Friday, January 16, 2009

Proposition 8 - the aftermath

As much as it pains me - I find myself agreeing with Rev. Al Sharpton
It amazes me when I looked at California and saw churches that had nothing to say about police brutality, nothing to say when a young black boy was shot while he was wearing police handcuffs, nothing to say when the they overturned affirmative action, nothing to say when people were being delegated into poverty, yet they were organizing and mobilizing to stop consenting adults from choosing their life partners. There is something immoral and sick about using all of that power to not end brutality and poverty, but to break into people's bedrooms and claim that God sent you.
-- Rev. Al Sharpton
Tom Hanks has also weighed in while speaking at the premier party for Big Love, on which he is the executive producer
“The truth is this takes place in Utah, the truth is these people are some bizarre offshoot of the Mormon Church, and the truth is a lot of Mormons gave a lot of money to the church to make Prop-8 happen,” he told Tarts. “There are a lot of people who feel that is un-American and I am one of them. I do not like to see any discrimination codified on any piece of paper, any of the 50 states in America, but here's what happens now. A little bit of light can be shed and people can see who's responsible and that can motivate the next go around of our self correcting constitution and hopefully we can move forward instead of backwards. So lets have faith in not only the American, but Californian constitutional process.”
-- Tom Hanks,
In the days following the election, I blogged about some of the protests against the LDS church and explored the rhetorical question: Are we reaping what we have sown? It's been 2 months - and the protests are still going on. Not with the same fervor that we saw in the days immediately following the election - but often with better organization and purpose.
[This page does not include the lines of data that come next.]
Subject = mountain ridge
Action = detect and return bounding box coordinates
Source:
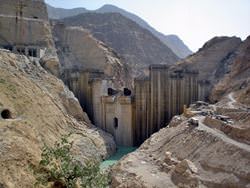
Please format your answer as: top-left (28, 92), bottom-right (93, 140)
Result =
top-left (47, 4), bottom-right (192, 58)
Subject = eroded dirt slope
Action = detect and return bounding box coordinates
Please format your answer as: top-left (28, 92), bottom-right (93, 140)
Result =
top-left (0, 50), bottom-right (115, 188)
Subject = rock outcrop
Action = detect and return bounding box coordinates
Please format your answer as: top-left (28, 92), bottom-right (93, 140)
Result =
top-left (53, 23), bottom-right (132, 88)
top-left (61, 13), bottom-right (178, 74)
top-left (0, 0), bottom-right (60, 76)
top-left (210, 37), bottom-right (250, 105)
top-left (0, 50), bottom-right (115, 188)
top-left (111, 106), bottom-right (250, 188)
top-left (47, 5), bottom-right (192, 58)
top-left (177, 37), bottom-right (241, 99)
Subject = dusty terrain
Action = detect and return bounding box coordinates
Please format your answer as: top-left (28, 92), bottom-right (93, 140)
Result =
top-left (53, 23), bottom-right (132, 88)
top-left (112, 101), bottom-right (250, 188)
top-left (0, 50), bottom-right (115, 188)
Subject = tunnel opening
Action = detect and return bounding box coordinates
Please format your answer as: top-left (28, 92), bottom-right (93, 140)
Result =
top-left (114, 117), bottom-right (118, 129)
top-left (1, 109), bottom-right (12, 119)
top-left (108, 88), bottom-right (117, 96)
top-left (123, 88), bottom-right (132, 96)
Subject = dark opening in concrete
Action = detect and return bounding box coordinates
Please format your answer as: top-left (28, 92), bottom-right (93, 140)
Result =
top-left (108, 88), bottom-right (117, 96)
top-left (3, 45), bottom-right (13, 51)
top-left (17, 48), bottom-right (25, 55)
top-left (1, 109), bottom-right (12, 119)
top-left (114, 118), bottom-right (118, 129)
top-left (28, 48), bottom-right (37, 57)
top-left (123, 88), bottom-right (131, 96)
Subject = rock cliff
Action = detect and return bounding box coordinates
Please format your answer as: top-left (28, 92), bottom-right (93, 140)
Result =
top-left (177, 37), bottom-right (241, 99)
top-left (210, 37), bottom-right (250, 105)
top-left (53, 23), bottom-right (132, 88)
top-left (0, 50), bottom-right (115, 188)
top-left (112, 105), bottom-right (250, 188)
top-left (47, 5), bottom-right (192, 58)
top-left (59, 13), bottom-right (178, 76)
top-left (0, 0), bottom-right (59, 76)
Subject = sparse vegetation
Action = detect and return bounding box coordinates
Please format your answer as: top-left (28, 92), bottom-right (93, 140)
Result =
top-left (33, 137), bottom-right (109, 188)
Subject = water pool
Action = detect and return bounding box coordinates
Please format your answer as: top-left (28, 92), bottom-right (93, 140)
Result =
top-left (100, 147), bottom-right (137, 170)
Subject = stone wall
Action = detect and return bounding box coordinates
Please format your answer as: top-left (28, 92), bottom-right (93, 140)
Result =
top-left (103, 96), bottom-right (134, 146)
top-left (0, 0), bottom-right (53, 52)
top-left (134, 65), bottom-right (199, 145)
top-left (63, 65), bottom-right (199, 146)
top-left (0, 0), bottom-right (48, 21)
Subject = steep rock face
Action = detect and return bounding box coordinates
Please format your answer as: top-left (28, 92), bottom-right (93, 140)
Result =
top-left (180, 37), bottom-right (241, 83)
top-left (53, 23), bottom-right (132, 88)
top-left (0, 0), bottom-right (60, 76)
top-left (0, 50), bottom-right (115, 188)
top-left (112, 113), bottom-right (250, 188)
top-left (177, 37), bottom-right (241, 99)
top-left (211, 37), bottom-right (250, 105)
top-left (95, 5), bottom-right (192, 58)
top-left (47, 5), bottom-right (192, 58)
top-left (59, 13), bottom-right (178, 75)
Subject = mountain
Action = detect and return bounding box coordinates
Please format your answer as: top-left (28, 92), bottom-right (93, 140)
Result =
top-left (0, 50), bottom-right (115, 188)
top-left (47, 5), bottom-right (192, 58)
top-left (60, 13), bottom-right (179, 73)
top-left (47, 4), bottom-right (88, 19)
top-left (52, 23), bottom-right (132, 88)
top-left (178, 36), bottom-right (241, 99)
top-left (211, 36), bottom-right (250, 105)
top-left (96, 5), bottom-right (192, 58)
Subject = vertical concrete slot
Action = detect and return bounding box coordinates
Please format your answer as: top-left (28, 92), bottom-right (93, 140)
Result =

For example, on December 20th, there were Light Up the Night for Equality candlelight vigils at shopping malls around the nation. I was impressed by the description and instructions for the event which said
we are not protesting ... This is a peaceful candlelight vigil in the spirit of the holidays ... We will stay silent unless asked a question, we will not yell, instigate, or bear signs ... We do not want to negatively impact any of the parking issues ...
There have also been food drives, toy drives, etc. It seems cooler heads are starting to organize - realizing that angry protests aren't the answer. While they may provide some emotional satisfaction for the moment - they are really not that effective in the long run. For example, the numerous boycotts which have been called for businesses where the owner donated to the YesOn8 campaign have been largely been ineffective (with just a couple of exceptions) - e.g. Utah tourism is doing as well as could be expected given the current economy. Tickets for the Sundance film festival in Park City, Utah are selling strong - even though it's at a Cinimark theater, which was also targeted for a boycott.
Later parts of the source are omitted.